# Quick question about dust extractors



## Shesho (Jun 12, 2012)

Hello, I havent used dust extractors before but I think Im going to have to get one.

I was wondering how does the bag systems work? Can you get extractors with reusable bags? Its just I dont like the idea of paying for a new bag everytime I need to empty one.

Thanks.


----------



## toolguy1000 (Oct 4, 2012)

if by dust extractor, you're referring to dust collectors, the heavy plastic bags are reusable. some of the smaller 1hp units come with canvas lower collection bags, but determining when they are full is more difficult as they are not transparent.


----------



## Leo G (Oct 16, 2006)

A dust extractor is generally a shop vac. A highly refined shop vac.

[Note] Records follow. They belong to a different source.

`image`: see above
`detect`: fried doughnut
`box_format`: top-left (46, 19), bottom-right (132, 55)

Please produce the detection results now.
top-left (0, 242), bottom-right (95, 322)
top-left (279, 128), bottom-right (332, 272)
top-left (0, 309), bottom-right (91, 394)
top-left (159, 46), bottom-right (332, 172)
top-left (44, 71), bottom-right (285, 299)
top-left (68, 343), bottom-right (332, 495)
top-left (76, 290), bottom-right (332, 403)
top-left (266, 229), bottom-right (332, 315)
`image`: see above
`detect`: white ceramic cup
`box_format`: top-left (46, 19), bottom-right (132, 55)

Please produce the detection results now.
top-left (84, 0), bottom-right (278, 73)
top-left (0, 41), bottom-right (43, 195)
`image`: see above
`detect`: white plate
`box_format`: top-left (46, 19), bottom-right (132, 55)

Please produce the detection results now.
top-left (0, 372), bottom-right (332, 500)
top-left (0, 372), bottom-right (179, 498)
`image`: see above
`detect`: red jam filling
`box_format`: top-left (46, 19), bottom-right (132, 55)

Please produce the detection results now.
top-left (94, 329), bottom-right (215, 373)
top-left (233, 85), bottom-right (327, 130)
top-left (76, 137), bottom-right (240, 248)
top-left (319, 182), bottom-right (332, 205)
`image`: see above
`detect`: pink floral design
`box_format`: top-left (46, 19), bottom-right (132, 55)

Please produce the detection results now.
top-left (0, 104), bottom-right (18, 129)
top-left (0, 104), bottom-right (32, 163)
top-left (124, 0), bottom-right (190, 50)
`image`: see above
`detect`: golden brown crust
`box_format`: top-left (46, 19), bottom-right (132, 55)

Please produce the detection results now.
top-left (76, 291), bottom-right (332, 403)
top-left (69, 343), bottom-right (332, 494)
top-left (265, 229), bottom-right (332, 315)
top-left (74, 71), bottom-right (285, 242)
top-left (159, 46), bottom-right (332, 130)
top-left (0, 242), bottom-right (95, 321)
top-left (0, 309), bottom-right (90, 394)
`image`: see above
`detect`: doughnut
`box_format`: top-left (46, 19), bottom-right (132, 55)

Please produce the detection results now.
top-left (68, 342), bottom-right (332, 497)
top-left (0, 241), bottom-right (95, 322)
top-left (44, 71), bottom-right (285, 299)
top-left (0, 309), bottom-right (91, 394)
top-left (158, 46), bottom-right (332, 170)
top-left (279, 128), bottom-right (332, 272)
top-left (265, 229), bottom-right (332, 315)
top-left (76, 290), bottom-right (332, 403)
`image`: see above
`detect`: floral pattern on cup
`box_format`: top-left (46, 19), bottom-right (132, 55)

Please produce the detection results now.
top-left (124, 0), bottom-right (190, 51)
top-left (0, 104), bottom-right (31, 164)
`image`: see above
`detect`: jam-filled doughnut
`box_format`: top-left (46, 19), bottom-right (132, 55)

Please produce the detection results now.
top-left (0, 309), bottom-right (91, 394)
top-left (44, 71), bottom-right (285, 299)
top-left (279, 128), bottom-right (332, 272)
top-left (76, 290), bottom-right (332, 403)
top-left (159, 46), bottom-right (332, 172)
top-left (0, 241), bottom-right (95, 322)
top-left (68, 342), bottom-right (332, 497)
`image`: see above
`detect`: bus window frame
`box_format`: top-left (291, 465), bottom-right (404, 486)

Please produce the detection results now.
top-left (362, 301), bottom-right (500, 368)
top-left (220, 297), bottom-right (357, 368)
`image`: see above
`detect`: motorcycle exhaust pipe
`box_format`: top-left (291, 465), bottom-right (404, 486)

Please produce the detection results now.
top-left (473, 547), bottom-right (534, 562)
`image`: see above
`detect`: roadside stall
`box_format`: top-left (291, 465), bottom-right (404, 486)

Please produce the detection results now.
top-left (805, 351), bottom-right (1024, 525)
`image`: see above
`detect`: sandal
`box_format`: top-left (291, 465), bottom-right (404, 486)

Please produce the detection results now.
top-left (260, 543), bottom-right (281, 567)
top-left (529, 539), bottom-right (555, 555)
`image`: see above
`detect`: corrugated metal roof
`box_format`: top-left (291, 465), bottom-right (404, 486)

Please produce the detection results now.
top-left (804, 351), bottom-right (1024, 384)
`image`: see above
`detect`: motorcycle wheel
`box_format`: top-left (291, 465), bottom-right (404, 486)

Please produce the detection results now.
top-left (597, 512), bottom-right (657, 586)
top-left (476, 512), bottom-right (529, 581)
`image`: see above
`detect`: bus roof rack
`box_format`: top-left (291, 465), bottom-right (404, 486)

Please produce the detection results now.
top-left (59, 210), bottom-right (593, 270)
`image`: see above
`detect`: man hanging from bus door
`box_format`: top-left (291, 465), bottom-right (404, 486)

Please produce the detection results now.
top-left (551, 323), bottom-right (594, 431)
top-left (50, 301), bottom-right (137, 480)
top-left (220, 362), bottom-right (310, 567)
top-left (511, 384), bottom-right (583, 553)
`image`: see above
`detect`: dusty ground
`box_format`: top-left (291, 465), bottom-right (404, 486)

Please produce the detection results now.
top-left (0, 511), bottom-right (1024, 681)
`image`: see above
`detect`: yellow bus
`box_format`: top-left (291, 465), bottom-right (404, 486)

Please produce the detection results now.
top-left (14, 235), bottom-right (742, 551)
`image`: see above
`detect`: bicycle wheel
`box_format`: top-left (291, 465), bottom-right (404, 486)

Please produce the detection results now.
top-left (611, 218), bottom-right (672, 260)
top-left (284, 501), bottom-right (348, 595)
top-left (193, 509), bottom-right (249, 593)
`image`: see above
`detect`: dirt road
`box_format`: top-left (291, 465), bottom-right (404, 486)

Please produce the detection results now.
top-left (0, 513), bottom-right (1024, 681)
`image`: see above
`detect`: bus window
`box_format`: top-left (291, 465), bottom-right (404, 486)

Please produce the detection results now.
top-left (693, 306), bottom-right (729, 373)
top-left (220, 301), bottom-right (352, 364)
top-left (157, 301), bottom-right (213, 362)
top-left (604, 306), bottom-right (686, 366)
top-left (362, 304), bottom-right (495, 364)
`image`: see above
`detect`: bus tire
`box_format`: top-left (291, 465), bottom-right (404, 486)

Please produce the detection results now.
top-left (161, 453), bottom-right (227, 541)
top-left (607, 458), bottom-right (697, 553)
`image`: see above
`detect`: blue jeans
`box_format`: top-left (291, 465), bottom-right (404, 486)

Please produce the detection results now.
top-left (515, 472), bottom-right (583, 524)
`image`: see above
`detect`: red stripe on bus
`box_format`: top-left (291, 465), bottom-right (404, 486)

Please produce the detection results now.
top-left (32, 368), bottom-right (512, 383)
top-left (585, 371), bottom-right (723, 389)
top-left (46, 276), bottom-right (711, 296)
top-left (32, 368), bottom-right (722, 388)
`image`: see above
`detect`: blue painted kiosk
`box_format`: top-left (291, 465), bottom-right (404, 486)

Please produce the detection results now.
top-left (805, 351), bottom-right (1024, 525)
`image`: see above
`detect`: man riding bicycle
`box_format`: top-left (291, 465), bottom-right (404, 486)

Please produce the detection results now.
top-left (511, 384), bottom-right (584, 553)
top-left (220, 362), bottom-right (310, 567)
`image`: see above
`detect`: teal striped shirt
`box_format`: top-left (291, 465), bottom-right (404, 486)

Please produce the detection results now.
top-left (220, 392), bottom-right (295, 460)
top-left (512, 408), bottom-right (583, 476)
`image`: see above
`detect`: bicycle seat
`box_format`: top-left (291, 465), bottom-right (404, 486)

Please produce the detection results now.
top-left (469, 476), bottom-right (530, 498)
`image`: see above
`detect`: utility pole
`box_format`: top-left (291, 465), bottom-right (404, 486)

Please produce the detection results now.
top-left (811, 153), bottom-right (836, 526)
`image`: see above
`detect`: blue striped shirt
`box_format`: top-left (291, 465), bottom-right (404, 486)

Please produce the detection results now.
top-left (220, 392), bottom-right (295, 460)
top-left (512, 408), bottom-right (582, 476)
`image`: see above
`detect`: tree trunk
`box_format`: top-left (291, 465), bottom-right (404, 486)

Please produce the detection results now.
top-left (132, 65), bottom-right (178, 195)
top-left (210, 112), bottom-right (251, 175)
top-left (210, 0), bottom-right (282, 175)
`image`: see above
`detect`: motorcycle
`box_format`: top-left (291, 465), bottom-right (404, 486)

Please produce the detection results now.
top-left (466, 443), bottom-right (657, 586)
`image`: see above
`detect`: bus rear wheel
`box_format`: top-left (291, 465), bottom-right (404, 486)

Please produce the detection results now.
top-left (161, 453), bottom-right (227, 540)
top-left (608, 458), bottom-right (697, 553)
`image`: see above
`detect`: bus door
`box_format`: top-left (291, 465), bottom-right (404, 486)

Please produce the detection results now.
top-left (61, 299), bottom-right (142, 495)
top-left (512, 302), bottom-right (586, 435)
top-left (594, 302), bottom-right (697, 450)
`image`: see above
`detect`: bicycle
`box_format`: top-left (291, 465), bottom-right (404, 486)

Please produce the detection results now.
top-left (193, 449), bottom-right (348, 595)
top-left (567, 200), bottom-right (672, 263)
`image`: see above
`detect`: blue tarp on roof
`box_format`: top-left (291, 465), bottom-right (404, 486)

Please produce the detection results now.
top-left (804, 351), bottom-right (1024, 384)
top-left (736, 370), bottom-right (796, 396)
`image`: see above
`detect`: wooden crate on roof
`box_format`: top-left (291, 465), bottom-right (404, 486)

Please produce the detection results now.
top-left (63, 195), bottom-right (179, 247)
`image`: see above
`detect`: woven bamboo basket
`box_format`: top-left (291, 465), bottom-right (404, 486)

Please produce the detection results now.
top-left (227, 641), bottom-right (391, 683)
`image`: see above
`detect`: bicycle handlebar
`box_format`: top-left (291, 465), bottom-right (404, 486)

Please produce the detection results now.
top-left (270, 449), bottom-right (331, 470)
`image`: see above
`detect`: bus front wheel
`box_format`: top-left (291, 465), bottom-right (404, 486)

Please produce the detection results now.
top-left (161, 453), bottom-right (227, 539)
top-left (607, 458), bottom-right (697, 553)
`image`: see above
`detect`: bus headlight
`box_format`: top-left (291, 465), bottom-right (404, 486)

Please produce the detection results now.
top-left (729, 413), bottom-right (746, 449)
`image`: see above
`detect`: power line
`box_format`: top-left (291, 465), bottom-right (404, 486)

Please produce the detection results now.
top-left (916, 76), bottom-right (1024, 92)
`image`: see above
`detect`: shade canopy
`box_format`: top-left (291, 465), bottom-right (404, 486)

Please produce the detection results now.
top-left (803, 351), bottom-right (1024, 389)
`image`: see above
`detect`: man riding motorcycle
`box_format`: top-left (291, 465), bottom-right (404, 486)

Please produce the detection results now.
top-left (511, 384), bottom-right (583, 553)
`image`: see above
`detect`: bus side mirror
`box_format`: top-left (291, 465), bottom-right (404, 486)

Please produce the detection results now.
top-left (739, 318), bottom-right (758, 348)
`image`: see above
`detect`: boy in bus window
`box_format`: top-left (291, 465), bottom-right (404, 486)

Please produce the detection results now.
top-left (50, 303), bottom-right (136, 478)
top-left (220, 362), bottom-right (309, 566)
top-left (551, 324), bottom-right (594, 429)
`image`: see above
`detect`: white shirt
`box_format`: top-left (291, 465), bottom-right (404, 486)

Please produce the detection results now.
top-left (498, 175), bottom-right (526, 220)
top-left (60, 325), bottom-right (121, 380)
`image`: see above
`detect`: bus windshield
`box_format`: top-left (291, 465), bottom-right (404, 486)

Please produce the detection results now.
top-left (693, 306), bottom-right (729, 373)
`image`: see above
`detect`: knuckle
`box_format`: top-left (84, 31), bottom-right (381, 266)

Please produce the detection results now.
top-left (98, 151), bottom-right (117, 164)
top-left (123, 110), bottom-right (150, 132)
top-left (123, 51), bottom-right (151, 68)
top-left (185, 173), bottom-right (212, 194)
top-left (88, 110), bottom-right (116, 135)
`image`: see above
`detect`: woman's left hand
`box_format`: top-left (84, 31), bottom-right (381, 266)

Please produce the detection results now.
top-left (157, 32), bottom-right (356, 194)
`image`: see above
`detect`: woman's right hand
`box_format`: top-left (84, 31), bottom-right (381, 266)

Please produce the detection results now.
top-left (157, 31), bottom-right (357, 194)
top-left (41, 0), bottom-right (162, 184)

I have a fein and I am able to empty the paper bag a couple of times before I need to replace it.


----------



## TimPa (Jan 27, 2010)

we run the Fein turbo II with a Dust Deputy, which capture a vast majority of the material. emptying the bag should be a semi-annual experiance and they're like $3. I recommend you run a dust deputy or thien baffle to collect the material and you won't have to worry about bag cost. And more imortantly, your system will lose less suction over time, because the filters stay cleaner - longer.


----------



## Phaedrus (Jan 18, 2012)

+1. If you are thinking about doing this on a shop vac scale and go with a used vac and Thien Baffle, you can have the whole set up for around $60-$75 depending upon materials. That is a pretty reasonable price to pay for keeping your lungs and shop tidy and safe.


----------